Depuis la fermeture des postes frontaliers entre Goma et Gisenyi, la vie quotidienne des habitants bascule. Les petits commerçants, en particulier, subissent de plein fouet les répercussions de cette décision sanitaire.
Jacques Safari, vendeur ambulant d’œufs, constate une chute brutale de son chiffre d’affaires. « Avant, je vendais cinq plaquettes d’œufs chaque jour. Aujourd’hui, je peine à en écouler deux. Les clients voyageaient beaucoup entre les deux villes, mais désormais, tout s’est arrêté. » Son témoignage reflète l’ampleur des pertes subies par les acteurs économiques locaux.

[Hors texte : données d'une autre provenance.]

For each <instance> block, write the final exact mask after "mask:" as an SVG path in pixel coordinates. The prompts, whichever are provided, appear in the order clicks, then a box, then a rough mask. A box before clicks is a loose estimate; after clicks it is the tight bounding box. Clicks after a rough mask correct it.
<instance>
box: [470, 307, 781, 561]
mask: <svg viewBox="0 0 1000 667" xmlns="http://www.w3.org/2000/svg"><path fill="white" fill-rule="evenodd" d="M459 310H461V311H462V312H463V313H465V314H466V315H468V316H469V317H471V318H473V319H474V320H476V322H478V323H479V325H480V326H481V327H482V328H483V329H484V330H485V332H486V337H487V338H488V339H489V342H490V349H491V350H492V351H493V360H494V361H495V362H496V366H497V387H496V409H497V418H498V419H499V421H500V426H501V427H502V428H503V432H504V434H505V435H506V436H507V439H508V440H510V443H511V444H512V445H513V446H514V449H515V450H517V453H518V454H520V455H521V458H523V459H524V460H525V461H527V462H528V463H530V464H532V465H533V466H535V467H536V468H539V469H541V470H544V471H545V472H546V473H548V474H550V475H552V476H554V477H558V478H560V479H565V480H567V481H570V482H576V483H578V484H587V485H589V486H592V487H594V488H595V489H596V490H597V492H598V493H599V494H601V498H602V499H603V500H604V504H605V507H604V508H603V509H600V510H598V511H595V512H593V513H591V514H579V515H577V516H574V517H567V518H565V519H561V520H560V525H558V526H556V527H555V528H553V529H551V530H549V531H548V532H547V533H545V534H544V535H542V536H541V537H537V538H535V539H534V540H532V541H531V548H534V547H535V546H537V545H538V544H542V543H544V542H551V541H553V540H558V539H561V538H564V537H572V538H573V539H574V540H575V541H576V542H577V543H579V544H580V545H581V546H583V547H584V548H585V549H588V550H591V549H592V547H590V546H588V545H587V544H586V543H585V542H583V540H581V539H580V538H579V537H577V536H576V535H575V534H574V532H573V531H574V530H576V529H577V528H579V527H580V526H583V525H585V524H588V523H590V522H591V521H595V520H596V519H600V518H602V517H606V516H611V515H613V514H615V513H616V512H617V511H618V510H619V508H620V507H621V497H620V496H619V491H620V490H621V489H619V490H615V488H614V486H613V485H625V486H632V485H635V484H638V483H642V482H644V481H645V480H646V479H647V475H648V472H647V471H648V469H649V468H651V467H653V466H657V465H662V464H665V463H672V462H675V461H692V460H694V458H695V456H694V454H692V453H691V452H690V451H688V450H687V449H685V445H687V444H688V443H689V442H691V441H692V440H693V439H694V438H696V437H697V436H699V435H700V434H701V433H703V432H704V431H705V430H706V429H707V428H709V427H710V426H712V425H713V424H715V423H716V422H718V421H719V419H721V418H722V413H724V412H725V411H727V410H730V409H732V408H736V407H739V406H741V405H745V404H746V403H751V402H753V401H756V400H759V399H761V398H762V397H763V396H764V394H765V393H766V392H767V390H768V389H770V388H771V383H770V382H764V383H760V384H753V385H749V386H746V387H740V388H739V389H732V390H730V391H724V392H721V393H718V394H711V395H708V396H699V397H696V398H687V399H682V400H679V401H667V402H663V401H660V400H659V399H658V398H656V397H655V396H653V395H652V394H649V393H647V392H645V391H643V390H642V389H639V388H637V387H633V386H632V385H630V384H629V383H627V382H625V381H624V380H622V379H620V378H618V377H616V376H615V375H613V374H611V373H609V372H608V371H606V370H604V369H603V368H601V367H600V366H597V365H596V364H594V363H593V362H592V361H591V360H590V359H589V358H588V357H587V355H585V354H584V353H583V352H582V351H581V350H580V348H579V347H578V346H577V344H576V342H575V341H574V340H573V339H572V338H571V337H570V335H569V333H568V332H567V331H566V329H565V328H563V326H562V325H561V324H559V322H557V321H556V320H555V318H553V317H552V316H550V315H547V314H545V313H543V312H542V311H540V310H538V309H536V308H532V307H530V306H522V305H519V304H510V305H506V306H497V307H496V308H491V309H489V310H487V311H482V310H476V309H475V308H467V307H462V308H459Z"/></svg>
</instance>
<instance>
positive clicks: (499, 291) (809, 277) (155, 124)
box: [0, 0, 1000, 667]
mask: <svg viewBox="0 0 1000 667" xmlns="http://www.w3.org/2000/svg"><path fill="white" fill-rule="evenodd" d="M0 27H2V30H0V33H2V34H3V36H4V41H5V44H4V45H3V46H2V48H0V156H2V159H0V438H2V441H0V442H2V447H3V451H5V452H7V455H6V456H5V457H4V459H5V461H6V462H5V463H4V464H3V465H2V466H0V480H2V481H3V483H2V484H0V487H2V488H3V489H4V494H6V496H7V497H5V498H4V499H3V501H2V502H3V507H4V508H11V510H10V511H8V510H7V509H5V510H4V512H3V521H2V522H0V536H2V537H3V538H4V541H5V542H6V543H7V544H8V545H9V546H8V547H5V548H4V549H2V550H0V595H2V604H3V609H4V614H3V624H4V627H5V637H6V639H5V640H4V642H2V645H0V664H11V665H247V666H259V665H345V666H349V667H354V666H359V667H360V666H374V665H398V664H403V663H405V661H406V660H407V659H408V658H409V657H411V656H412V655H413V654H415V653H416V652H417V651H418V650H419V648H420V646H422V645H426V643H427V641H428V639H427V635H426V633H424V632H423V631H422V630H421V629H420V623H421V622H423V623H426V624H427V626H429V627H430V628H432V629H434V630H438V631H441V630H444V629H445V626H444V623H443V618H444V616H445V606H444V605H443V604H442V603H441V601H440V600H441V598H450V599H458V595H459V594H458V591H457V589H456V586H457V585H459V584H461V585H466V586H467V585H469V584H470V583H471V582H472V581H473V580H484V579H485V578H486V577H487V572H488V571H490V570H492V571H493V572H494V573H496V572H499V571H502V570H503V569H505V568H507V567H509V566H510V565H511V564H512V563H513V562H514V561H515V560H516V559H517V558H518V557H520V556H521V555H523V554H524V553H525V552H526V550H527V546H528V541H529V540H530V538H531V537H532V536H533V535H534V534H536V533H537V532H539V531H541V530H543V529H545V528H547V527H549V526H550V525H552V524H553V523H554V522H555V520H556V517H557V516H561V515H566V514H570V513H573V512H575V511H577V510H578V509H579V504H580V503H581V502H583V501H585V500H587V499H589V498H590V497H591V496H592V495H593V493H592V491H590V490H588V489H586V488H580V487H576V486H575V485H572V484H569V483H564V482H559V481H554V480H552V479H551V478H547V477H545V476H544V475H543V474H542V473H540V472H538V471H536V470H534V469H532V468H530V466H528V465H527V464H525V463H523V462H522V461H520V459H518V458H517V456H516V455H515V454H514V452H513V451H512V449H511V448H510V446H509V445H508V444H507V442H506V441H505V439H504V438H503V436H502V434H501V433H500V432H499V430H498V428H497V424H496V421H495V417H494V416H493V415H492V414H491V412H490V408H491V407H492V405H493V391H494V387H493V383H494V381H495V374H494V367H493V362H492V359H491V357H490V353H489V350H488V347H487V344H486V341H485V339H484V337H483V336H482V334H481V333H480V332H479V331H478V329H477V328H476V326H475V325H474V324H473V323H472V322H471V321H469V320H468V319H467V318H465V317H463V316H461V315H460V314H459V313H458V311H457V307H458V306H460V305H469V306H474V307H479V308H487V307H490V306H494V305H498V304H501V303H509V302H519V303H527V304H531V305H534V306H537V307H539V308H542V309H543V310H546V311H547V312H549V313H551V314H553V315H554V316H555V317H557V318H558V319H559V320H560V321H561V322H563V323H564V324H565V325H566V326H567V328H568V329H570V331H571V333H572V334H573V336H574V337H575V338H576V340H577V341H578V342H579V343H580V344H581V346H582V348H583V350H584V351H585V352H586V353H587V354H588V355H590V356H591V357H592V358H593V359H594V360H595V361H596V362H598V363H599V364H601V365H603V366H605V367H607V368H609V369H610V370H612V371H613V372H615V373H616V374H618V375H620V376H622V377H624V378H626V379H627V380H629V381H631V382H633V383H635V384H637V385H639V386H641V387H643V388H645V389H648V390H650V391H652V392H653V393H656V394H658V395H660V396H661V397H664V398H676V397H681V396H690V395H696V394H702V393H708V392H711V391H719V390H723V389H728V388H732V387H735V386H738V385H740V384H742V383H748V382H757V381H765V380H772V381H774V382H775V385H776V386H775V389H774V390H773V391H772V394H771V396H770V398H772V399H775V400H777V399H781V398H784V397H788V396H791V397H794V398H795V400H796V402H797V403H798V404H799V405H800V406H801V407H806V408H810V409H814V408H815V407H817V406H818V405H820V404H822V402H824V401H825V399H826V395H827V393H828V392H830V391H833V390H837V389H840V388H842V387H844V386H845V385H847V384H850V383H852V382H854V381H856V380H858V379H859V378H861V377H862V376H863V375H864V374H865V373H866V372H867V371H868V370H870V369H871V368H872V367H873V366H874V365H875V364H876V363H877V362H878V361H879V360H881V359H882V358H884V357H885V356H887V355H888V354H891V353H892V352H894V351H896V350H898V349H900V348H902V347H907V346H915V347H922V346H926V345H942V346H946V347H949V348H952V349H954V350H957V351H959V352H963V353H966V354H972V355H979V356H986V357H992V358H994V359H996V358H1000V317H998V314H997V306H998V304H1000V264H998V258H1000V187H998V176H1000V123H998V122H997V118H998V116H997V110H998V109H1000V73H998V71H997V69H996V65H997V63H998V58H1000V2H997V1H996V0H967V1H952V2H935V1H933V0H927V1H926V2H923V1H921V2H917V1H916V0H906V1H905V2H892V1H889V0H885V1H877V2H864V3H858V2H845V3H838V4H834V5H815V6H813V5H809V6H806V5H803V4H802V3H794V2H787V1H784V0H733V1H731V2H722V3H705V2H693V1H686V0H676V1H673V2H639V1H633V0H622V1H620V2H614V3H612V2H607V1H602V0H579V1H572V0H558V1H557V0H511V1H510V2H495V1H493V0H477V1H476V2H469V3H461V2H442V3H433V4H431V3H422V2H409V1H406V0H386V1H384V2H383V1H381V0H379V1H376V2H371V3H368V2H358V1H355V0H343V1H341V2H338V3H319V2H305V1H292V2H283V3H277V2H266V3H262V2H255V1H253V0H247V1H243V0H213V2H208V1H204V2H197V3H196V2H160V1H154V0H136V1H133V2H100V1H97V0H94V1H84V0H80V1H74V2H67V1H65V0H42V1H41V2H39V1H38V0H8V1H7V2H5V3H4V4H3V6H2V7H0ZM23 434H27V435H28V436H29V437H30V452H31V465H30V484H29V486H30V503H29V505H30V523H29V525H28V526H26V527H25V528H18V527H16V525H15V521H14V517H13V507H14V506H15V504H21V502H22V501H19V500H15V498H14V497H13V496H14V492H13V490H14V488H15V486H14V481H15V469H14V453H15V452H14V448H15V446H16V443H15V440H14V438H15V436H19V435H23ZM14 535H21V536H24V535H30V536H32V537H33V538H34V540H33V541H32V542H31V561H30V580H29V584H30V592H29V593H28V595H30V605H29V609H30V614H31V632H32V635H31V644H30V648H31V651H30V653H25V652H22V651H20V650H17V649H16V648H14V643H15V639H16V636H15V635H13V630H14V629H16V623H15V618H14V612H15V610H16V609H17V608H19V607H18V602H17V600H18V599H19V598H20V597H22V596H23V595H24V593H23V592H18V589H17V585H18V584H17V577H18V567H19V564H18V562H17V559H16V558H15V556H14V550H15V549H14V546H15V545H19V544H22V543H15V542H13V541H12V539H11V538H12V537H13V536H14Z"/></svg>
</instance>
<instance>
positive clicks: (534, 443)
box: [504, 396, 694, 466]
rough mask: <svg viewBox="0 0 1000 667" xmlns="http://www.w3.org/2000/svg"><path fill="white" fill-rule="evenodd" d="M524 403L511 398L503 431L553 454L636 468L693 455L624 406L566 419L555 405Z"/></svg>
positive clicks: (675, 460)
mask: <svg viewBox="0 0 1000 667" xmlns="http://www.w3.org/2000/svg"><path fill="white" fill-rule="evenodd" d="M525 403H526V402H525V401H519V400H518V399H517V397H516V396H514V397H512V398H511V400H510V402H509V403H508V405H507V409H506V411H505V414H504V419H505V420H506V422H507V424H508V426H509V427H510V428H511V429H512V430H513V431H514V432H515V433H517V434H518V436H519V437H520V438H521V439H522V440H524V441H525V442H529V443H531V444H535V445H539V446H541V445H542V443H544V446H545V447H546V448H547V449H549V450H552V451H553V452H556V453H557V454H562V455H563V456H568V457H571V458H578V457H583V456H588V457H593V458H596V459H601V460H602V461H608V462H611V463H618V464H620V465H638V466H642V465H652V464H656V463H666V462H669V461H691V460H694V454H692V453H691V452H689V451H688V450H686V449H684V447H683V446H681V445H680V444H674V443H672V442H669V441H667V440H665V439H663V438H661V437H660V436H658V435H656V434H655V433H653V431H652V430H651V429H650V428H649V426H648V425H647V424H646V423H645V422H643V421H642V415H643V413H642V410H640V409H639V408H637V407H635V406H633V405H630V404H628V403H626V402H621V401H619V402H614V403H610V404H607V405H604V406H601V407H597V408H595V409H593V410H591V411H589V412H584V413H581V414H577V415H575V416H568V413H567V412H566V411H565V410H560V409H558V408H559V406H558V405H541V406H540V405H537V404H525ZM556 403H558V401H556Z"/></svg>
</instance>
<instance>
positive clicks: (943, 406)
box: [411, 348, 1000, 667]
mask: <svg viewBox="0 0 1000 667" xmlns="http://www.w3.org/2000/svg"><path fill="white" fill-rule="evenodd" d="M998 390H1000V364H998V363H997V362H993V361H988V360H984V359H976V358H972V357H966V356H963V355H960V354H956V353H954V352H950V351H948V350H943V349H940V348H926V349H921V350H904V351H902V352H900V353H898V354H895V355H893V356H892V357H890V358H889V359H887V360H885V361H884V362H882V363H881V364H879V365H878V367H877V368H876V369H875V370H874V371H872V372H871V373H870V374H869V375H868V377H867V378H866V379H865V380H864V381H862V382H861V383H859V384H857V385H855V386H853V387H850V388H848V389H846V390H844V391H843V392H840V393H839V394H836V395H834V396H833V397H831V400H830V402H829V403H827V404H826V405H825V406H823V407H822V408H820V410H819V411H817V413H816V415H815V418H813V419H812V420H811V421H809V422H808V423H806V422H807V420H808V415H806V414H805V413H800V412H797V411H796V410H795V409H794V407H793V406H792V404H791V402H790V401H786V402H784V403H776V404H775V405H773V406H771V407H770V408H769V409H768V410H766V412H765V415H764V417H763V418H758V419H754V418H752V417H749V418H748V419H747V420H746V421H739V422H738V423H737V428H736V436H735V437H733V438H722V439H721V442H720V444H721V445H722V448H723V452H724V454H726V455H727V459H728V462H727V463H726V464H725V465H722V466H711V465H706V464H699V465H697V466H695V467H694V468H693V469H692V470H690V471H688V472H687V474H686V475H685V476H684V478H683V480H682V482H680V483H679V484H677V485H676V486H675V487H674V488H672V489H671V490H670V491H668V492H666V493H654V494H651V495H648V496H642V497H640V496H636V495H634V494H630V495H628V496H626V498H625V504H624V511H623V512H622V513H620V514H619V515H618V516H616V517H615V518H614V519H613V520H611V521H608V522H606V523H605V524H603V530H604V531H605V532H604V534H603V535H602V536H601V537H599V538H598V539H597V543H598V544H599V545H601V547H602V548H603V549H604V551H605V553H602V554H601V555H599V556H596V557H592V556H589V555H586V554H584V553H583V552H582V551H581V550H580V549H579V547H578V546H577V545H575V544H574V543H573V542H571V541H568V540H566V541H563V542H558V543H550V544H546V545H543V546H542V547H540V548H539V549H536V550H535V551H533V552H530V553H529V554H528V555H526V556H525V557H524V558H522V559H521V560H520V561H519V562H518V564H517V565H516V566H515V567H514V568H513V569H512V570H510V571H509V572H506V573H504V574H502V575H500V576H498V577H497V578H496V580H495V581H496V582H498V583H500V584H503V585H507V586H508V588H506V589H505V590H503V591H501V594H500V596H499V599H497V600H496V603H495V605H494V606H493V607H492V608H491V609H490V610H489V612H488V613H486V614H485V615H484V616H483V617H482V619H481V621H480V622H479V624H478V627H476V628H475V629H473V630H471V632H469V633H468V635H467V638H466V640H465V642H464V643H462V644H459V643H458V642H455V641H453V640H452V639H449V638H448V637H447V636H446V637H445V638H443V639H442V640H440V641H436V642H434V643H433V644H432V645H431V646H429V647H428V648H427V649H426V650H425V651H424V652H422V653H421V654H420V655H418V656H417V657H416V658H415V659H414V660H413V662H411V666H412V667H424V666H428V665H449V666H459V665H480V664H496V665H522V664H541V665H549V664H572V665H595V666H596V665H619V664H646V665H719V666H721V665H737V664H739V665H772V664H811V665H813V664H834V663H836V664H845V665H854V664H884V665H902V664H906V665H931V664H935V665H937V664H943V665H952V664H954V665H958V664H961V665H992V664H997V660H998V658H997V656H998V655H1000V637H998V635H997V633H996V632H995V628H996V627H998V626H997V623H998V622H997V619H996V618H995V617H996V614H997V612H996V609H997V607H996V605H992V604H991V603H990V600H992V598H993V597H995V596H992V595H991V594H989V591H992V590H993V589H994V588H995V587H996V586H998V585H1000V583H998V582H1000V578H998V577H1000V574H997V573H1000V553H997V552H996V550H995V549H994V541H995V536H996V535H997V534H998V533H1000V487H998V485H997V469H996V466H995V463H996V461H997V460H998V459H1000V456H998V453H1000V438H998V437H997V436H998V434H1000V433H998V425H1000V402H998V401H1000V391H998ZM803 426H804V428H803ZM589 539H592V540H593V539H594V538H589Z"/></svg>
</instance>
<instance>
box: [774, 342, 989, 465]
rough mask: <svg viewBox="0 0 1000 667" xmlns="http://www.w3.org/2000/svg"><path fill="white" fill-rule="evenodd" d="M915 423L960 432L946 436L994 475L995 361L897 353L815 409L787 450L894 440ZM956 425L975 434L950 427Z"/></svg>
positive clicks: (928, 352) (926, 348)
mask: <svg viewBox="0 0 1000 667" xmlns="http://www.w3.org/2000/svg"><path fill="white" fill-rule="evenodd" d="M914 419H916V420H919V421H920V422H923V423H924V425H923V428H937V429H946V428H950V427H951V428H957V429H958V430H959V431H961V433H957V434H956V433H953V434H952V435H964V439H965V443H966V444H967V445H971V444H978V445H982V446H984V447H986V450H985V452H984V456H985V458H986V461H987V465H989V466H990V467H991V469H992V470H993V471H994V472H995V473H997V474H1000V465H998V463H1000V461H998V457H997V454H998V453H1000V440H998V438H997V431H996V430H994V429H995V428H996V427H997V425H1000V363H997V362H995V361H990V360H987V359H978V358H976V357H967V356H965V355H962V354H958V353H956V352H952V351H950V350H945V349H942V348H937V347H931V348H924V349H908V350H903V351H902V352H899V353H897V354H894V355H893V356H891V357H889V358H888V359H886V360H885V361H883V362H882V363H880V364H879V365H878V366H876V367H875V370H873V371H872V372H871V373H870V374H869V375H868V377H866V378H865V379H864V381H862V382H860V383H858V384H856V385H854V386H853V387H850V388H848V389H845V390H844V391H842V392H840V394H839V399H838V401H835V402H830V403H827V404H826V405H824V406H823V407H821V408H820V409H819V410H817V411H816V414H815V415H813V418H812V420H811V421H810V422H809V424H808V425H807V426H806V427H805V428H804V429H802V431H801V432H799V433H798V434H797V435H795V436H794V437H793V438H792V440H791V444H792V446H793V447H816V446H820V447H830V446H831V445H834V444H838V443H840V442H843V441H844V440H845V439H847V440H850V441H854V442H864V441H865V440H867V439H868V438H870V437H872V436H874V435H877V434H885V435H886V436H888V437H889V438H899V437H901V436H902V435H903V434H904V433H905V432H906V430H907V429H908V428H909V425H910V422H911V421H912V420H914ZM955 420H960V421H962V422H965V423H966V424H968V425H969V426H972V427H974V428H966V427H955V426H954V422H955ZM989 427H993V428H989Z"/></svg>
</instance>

Des approvisionnements en péril
Les grossistes du marché de Birere peinent également à trouver des fournisseurs. « Nous nous approvisionnions à Gisenyi pour acheter du riz, du savon et d’autres produits de première nécessité. Aujourd’hui, plus rien ne circule comme avant. » Hamuli Kasilembo, grossiste, décrit une situation où l’argent ne circule plus et où les stocks s’épuisent.
Les difficultés d’approvisionnement touchent aussi les produits manufacturés. Les commerçants doivent désormais se tourner vers des sources alternatives, souvent plus coûteuses et moins fiables.
Un impact économique majeur
Les économistes tirent la sonnette d’alarme. Alphonse Muanda, spécialiste en économie régionale, explique que « les petits commerçants, souvent issus de milieux modestes, sont les premières victimes de cette fermeture. Beaucoup dépendaient des échanges transfrontaliers pour leur survie quotidienne. »
La fermeture, justifiée par des raisons sanitaires pour limiter la propagation du virus Ebola, a des conséquences bien plus larges. Les habitants de Goma redoutent une aggravation de la précarité dans les semaines à venir, alors que les échanges commerciaux restent paralysés.
Pour beaucoup, cette mesure, bien que nécessaire sur le plan sanitaire, plonge des milliers de familles dans une incertitude économique alarmante.